The SolarWinds CEO – who joined the company shortly after news of the attack broke at the end of 2020 – also revealed he had faced numerous questions about why SolarWinds, as a victim, had adopted a policy of increased transparency about the attack since he joined.
“Therein lies part of the challenge that I think many vendors [and] many developers face because when they have issues, there is almost a disincentive to project them,” he said. “There is a notion of victim shaming, implicitly or explicitly, that happens, that we should try to root out.
“This is where I think public-private partnerships are very important, because ultimately if we all care about the collective safety of all of us, then we must practice a collective vigil system where there is an opportunity and an incentive to come out quickly, to reduce threat surfaces,” he added.
Ramakrishna said that given time, a determined nation state actor could easily attack any technology vendor, and that while everybody in the industry likes to believe they won’t be next, there were no guarantees around that, which in his view was all the more reason to encourage the notion of community vigilance and information sharing.

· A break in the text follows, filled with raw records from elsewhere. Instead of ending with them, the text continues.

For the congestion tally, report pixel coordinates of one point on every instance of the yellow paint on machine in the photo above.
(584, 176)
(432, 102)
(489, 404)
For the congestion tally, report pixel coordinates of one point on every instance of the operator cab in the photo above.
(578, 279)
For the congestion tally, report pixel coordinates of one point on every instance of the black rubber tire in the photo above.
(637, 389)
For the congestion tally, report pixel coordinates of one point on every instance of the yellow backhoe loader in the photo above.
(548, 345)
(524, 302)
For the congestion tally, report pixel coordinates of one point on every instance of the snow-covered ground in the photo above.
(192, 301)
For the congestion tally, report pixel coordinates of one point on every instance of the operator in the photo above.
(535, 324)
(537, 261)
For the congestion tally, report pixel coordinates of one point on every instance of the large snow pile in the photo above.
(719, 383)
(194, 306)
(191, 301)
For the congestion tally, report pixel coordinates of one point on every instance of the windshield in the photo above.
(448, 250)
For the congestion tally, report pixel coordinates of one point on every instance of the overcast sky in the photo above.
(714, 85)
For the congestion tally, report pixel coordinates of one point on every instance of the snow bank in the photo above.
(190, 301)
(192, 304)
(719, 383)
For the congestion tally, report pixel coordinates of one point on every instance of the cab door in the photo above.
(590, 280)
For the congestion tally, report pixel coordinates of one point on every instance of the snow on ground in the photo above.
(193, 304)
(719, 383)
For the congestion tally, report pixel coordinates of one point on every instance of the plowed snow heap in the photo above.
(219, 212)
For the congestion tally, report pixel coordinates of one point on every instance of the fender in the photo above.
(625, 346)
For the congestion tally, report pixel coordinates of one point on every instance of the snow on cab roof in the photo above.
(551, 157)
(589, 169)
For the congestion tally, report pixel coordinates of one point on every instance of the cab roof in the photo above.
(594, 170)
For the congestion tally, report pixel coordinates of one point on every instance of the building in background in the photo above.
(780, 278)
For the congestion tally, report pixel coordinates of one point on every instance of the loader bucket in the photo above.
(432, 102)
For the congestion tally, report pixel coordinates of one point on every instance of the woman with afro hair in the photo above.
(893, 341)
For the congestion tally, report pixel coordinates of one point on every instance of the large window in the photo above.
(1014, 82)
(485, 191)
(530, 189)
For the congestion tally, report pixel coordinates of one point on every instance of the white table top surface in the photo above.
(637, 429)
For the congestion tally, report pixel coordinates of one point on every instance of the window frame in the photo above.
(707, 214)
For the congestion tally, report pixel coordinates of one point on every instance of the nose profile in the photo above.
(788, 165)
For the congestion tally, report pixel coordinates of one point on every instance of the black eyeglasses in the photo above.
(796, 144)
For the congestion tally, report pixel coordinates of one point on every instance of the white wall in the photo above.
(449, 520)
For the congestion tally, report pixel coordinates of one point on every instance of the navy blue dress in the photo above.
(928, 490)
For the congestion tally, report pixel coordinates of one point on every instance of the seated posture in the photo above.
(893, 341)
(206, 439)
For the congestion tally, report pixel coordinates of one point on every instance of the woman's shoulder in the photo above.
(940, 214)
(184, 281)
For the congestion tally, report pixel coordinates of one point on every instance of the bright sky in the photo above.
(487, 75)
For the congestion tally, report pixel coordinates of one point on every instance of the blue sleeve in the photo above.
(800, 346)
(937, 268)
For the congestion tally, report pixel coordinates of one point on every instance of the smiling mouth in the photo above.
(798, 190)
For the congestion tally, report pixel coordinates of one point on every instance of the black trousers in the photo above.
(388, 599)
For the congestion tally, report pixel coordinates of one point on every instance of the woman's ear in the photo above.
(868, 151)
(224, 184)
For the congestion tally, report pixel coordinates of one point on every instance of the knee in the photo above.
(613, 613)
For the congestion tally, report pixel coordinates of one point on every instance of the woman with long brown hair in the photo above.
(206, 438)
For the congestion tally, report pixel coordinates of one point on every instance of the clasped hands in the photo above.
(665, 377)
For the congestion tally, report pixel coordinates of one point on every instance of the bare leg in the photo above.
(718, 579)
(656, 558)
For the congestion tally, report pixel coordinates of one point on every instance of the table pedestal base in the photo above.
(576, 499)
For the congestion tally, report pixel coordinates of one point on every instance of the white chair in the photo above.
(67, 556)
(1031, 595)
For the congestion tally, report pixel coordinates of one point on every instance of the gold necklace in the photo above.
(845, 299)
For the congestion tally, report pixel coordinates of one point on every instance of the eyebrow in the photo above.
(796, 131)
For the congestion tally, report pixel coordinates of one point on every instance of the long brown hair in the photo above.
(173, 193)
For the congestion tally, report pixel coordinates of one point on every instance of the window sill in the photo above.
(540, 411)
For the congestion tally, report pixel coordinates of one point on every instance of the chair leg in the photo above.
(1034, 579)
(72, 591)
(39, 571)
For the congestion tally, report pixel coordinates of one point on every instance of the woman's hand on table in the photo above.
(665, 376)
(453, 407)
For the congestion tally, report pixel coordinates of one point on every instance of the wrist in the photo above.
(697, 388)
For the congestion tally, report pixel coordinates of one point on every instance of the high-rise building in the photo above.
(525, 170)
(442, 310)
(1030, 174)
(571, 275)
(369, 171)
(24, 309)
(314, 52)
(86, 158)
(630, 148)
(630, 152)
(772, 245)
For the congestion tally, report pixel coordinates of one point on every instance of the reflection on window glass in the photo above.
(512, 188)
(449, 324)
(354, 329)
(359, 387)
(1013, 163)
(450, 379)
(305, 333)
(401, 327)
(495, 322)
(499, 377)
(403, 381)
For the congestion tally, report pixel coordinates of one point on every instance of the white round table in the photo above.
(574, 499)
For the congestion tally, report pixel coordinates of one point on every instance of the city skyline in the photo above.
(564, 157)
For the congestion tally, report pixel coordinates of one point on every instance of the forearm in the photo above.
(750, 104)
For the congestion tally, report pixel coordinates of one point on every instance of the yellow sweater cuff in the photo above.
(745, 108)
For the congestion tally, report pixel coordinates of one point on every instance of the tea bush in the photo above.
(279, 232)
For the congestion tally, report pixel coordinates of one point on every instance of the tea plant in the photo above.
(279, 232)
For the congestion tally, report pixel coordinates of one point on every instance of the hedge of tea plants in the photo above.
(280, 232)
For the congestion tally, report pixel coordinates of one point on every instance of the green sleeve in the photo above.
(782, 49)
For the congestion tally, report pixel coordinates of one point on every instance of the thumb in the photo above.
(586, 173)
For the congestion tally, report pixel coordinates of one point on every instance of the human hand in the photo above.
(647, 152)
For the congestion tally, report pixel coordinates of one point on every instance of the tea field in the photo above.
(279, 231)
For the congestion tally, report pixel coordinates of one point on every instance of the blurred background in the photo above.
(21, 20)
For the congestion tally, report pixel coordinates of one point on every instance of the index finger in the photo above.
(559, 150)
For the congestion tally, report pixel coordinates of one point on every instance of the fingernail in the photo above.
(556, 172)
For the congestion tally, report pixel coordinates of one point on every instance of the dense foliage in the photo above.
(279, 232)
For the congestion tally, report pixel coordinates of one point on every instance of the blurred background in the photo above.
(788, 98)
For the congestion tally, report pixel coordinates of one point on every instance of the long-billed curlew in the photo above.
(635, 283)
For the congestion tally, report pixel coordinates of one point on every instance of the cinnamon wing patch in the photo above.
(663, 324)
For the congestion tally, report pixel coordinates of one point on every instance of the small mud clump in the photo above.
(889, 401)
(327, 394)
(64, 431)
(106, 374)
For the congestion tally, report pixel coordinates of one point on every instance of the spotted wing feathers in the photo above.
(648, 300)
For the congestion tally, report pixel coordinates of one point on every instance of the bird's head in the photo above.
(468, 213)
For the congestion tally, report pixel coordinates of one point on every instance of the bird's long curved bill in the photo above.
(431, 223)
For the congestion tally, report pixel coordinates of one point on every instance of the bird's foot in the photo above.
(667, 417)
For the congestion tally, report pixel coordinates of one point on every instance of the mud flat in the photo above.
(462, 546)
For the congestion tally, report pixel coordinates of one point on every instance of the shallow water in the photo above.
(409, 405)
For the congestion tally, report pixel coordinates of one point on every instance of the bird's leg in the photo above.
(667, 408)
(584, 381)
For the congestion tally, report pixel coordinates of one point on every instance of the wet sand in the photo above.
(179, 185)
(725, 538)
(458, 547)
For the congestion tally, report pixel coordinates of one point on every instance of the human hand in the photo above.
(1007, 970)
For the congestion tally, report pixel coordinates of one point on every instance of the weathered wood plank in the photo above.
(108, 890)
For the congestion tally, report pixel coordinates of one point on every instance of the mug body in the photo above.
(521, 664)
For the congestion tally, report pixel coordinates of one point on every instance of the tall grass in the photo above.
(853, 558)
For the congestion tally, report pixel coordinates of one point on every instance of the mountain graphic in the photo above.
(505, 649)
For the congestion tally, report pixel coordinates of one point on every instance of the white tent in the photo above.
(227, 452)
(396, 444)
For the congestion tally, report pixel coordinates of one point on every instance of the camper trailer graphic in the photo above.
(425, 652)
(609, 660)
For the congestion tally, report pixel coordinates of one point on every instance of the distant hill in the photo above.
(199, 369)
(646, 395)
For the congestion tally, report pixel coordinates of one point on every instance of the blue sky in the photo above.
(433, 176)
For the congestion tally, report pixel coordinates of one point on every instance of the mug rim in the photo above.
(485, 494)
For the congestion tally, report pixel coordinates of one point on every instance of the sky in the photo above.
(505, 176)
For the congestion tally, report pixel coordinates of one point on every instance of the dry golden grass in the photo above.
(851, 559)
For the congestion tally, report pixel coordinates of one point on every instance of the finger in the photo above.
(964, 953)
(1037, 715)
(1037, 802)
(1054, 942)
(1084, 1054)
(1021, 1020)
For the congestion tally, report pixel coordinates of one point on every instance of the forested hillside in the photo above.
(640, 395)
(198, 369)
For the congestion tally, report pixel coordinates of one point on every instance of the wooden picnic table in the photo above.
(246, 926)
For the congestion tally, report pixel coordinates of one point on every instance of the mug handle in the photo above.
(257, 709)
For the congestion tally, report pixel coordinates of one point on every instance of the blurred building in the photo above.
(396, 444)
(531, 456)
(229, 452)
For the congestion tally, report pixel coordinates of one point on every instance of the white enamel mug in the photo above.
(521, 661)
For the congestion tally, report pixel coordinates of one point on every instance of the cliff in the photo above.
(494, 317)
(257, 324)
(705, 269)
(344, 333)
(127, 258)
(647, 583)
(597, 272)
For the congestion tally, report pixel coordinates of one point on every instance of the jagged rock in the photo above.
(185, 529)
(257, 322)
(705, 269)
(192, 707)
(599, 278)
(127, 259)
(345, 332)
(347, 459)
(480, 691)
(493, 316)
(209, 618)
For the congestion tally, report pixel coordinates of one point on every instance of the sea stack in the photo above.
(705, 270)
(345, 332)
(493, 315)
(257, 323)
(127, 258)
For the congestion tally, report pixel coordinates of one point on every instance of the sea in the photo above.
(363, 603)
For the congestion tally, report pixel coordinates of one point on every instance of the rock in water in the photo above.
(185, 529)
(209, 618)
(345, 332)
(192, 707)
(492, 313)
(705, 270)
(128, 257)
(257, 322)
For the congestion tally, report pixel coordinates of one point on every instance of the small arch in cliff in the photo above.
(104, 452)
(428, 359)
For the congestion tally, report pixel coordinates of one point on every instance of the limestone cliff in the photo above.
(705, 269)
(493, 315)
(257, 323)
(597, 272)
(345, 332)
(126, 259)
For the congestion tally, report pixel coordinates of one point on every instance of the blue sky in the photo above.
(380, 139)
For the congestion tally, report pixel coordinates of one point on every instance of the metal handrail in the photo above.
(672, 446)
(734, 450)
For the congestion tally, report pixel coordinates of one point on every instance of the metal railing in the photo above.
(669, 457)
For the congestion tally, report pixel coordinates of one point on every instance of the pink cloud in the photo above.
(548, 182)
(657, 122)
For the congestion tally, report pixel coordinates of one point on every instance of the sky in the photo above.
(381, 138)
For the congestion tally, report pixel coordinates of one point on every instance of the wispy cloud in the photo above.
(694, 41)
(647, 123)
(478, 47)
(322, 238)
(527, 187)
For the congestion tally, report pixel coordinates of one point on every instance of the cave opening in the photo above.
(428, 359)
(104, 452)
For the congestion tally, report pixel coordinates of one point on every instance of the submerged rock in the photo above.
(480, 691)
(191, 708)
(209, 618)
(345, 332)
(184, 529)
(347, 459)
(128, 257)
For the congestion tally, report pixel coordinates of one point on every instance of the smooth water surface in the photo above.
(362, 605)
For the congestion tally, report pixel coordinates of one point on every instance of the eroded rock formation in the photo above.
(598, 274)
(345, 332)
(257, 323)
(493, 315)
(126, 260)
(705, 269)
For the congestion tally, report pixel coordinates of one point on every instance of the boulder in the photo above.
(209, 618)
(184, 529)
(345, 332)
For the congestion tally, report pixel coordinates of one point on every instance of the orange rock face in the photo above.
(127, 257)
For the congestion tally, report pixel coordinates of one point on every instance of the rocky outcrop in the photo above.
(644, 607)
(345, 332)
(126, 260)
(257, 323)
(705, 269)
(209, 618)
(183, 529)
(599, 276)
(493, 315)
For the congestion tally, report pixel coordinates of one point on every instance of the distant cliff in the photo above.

Ramakrishna added that since the attack, he had been highly encouraged by the support SolarWinds has received from government bodies, including the NCSC and its US counterpart, the Cybersecurity and Infrastructure Security Agency, and also spoke positively of the Biden administration’s new emphasis on cyber security, and the appointment of Anne Neuberger as a dedicated national cyber advisor.
“I’m seeing a lot more consistency of behaviour and approach across the public sector, and it warms my heart that there is a greater propensity to understand and accept that this is not a one company situation, and instead it should be taken a lot more seriously,” he said.